Lanterman v. Travous

174 Ill. 459 | Ill. | 1898

Mr. Chief Justice Carter

delivered the opinion of the court:

This is an appeal from a judgment of the Appellate Court affirming an order of the county court of Madison county denying the petition, of appellant to be made a preferred creditor of the estate of J. A. Prickett & Son, bankers, who had assigned to appellees. The facts out of which this claim of preference arose are these: About noon on Friday, December 11, 1896, the appellant, Mary D. Lanterman, deposited a check for §2487.68, properly endorsed, drawn on the bank of Edwardsville, with the banking firm of J. A. Prickett & Son. She received on it §37.68 in cash, and a pass-book, in which the balance, §2450, was entered to her credit. On the next day, about four o’clock in the afternoon, an employee of the bank took this check, together with other checks, to the bank of Edwardsville for an adjustment of checks in the usual way, being in the nature of a clearing-house transaction. While there, another check on the Prickett bank for about §1600 came in and was included in the settlement. The result was, Prickett & Son received a balance of over §1000, the exact amount not appearing in the evidence, which, with the checks taken up against their bank, was placed among the funds of the bank. On Monday, December 14, 1896, about nine o’clock in the morning, the firm of J. A. Prickett & Son made an assignment to appellees for the benefit of their creditors. Appellant filed her claim for §2450 within the prescribed time, and a verified petition setting up these facts, and asked that it be made a preferred claim and be paid in full. The petition alleges that at the time the check was delivered to the bank the firm of J. A. Prickett & Son was insolvent, and had been for a long time prior thereto,—much longer than thirty days,'—and that such fact of insolvency was well known to the person receiving" her deposit at the time he so received it, but was not known to appellant; that it was a fraud on her to receive such deposit, and that by force of the statute all the acts and transactions in the premises were null and void and of no force or effect, in law or equity; that the money realized upon her check never became a part of the assets of the bank and that the assignee never acquired any title thereto. The court denied the prayer of the petition but allowed the claim generally.

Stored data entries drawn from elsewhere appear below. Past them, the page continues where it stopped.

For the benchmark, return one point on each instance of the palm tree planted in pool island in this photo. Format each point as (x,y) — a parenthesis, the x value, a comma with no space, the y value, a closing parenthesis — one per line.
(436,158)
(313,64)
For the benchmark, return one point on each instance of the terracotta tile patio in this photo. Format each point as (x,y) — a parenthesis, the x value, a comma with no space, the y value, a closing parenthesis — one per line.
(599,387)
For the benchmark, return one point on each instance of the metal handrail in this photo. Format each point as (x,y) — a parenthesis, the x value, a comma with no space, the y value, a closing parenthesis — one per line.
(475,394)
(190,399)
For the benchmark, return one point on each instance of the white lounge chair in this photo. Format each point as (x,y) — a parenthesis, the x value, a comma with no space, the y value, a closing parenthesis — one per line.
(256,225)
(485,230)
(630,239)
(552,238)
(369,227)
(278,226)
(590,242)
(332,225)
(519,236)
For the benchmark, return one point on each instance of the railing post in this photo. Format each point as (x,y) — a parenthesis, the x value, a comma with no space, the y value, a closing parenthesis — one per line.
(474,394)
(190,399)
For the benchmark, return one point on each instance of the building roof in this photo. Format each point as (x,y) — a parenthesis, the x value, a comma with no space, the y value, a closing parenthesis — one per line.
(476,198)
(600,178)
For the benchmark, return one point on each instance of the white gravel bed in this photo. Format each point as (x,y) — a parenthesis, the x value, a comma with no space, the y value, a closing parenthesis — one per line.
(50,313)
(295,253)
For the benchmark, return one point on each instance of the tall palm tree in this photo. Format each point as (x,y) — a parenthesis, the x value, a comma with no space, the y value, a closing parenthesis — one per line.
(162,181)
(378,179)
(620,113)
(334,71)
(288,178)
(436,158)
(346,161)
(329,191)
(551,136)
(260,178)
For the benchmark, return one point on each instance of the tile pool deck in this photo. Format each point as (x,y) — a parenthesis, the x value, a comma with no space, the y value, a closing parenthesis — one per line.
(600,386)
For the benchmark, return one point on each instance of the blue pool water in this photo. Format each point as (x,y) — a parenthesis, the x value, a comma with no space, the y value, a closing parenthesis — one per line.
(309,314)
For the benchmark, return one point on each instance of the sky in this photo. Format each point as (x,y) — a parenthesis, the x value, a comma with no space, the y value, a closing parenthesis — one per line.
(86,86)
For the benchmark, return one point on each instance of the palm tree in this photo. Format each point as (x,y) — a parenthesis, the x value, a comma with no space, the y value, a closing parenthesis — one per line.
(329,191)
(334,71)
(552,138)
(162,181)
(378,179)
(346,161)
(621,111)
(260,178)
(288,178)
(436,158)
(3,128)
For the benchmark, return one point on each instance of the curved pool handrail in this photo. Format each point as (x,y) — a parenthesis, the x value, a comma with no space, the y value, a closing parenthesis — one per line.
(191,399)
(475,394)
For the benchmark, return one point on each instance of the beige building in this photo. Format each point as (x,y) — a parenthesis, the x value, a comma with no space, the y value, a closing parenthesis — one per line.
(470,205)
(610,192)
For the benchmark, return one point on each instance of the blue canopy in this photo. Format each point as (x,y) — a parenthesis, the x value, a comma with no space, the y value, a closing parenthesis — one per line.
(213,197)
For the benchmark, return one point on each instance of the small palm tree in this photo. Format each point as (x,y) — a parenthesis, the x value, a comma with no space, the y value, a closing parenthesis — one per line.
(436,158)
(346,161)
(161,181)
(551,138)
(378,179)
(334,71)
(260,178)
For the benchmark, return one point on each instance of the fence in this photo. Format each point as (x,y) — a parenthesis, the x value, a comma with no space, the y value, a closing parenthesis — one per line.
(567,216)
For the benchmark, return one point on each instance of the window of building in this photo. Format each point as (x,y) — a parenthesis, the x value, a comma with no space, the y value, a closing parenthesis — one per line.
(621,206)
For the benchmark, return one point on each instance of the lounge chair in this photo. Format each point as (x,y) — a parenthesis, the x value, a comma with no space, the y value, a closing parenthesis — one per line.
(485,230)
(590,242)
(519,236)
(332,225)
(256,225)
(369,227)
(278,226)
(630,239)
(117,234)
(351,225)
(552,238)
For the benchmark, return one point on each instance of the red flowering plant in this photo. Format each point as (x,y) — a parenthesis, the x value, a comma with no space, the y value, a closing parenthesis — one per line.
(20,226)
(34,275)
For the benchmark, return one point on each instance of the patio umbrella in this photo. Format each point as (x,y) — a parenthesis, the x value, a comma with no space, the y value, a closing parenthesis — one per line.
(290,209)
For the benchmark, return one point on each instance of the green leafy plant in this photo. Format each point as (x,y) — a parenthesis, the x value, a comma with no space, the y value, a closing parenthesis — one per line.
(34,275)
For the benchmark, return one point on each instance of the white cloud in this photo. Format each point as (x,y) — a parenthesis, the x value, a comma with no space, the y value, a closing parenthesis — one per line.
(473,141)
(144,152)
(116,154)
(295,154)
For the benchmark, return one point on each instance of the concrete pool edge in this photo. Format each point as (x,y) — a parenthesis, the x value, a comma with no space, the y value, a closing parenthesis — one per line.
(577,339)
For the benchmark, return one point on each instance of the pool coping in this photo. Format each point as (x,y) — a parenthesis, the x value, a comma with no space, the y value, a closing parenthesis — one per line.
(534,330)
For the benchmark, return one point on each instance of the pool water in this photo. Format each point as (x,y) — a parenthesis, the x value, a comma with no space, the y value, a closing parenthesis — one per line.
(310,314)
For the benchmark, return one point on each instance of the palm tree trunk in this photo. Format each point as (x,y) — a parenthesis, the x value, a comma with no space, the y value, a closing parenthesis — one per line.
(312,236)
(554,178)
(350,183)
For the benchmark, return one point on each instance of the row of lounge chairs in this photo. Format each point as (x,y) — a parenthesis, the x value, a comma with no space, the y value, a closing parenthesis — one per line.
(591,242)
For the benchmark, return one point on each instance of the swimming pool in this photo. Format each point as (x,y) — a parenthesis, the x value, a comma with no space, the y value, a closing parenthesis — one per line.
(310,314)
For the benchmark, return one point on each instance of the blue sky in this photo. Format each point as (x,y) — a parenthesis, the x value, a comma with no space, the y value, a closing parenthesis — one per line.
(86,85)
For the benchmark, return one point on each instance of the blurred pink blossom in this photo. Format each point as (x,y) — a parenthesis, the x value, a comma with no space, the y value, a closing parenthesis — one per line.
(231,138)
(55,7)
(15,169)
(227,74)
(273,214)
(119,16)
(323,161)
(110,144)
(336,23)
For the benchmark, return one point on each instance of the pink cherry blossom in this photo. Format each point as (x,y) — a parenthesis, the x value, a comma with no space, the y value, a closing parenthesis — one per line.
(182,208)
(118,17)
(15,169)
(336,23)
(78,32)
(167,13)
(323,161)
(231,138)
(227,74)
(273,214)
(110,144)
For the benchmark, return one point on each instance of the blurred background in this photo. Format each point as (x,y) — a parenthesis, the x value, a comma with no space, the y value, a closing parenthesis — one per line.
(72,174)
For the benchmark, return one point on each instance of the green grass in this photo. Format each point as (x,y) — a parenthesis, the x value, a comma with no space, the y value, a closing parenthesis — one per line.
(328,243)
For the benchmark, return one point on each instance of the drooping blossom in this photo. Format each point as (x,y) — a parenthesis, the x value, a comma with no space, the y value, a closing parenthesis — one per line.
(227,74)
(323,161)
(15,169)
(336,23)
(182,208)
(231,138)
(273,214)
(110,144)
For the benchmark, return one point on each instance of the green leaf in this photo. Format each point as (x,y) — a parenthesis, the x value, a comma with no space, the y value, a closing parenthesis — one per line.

The appellant claims that by virtue of the “act for the protection of bank depositors,” approved June 4, 1879, (Myers’ Stat. 444,) the whole transaction was rendered fraudulent ab initio, and that no title to the deposit passed to the bank or its assignees, and that she is entitled to reclaim it in the hands of the latter. Counsel for appellant has ably presented his views in support of this position, and cited as an analogous case American Trust and Savings Bank v. Gueder & Paeschke Manf. Co. 150 Ill. 336. The appellee in that case asked to have a certain check that it had deposited with appellant’s assignor returned to it, said check being- uncollected in the hands of the assignee. This court said (p. 339): “We think it clear that the deposit was, in legal effect, a negotiation of the check, so as to vest the legal title thereto in Schaffner & Go., with the right on their part to charge it back to the petitioner’s deposit account in case it should not be paid on presentment. * * The transaction, then, was one which, in the absence of fraud, would have passed the title of the check irrevocably to Schaffner & Co., and the claim of the petitioner to relief must therefore rest solely upon its charge of fraud, thus enabling it to rescind the transaction and reclaim the check on that ground.” (See, also, American Exchange Nat. Bank v. Mining Co. 165 Ill. 103.) In the case quoted from it was further said: “It seems plain that, if this statute can be held to apply to this case, it is proved, prima facie, that Schaffner & Co. received the check with intent to defraud the petitioner, and as their failure has resulted in a loss to the petitioner of the deposit, or at least of a considerable part of it, the fraud thus intended was accomplished, and as no effort was made at the hearing to rebut the prima facie presumption raised by the statute, the legal proof of a fraud both intended and consummated must be deemed, for all the purposes of this proceeding, to be conclusive.” And it was held that the statute in question was applicable to civil as well as criminal cases, and the judgment of the Appellate Court ordering a surrender of the check to the petitioner was affirmed.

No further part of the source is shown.